Physicians looking to provide better preventive care should assess not just patients' genetic predispositions to certain conditions, but their personality types as well, especially when it comes to the influx of younger patients now covered under the Affordable Care Act, according to a study published in the Journal of Personality and Social Psychology.

Conscientiousness is the most predictive personality trait, compared to being an extrovert, agreeableness, neuroticism and openness to experience, according to the study of 1,037 New Zealand young adults tracked until age 38.

"Among the least conscientious [at age 26], 45 percent went on to develop multiple health problems by age 38, while just 18 percent of the most conscientious group developed health problems," study author Salomon Israel of Duke University said in a announcement from the American Psychological Association (APA). "Individuals low in conscientiousness were more often overweight, had high cholesterol, inflammation, hypertension and greater rates of gum disease."

According to researchers, conscientious people are more likely to exercise, eat well and not smoke, making them less likely to engage in poor lifestyle habits that contribute to disease.

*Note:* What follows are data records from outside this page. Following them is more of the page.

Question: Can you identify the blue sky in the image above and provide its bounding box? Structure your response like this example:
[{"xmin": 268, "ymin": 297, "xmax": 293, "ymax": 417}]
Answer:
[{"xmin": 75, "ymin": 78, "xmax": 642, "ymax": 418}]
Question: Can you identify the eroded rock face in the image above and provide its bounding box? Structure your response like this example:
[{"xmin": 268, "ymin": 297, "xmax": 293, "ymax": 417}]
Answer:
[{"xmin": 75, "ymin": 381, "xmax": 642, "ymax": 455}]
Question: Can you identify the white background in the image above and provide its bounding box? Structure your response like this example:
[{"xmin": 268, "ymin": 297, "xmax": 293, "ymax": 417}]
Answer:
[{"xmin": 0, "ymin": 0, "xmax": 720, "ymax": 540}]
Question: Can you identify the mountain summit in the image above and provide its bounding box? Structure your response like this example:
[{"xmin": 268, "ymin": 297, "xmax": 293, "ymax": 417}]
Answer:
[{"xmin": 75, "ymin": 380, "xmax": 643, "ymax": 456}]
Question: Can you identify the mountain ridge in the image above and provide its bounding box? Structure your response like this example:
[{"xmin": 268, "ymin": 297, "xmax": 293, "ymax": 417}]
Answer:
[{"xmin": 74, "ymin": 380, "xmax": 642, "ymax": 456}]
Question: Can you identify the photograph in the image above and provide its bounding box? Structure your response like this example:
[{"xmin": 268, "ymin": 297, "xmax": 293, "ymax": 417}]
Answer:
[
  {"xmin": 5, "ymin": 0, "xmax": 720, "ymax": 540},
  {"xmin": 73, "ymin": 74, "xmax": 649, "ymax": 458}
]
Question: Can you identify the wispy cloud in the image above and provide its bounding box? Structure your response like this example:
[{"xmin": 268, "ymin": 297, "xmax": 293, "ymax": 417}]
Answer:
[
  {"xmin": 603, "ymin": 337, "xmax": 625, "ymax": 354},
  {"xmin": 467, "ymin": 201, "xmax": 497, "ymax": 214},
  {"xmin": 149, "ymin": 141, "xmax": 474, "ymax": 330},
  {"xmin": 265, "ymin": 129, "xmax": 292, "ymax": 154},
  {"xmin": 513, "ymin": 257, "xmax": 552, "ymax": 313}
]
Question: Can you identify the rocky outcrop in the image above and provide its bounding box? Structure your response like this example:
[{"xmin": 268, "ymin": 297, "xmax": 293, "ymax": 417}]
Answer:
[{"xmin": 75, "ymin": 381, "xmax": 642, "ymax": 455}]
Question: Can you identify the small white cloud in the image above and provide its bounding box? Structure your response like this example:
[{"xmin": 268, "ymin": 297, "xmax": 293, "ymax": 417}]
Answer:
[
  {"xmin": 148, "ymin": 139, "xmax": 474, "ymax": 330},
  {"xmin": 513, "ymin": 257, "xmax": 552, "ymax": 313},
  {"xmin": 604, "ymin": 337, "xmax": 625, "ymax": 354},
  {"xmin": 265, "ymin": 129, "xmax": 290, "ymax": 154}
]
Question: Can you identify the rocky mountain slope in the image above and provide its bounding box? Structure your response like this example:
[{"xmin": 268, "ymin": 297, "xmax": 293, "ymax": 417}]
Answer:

While physicians who treat young adults can get some sense of these tendencies through their interactions, Israel noted that "personality traits can be measured cheaply, easily and reliably."

This study also provides more evidence of the benefits of integrated healthcare, APA Executive Director Norman B. Anderson, Ph.D., said in the statement. "The best healthcare is one that treats the whole person including how their personality traits impacts their attitudes and behaviors vis-à-vis their health," said Anderson, who is also director of APA's Center for Psychology and Health.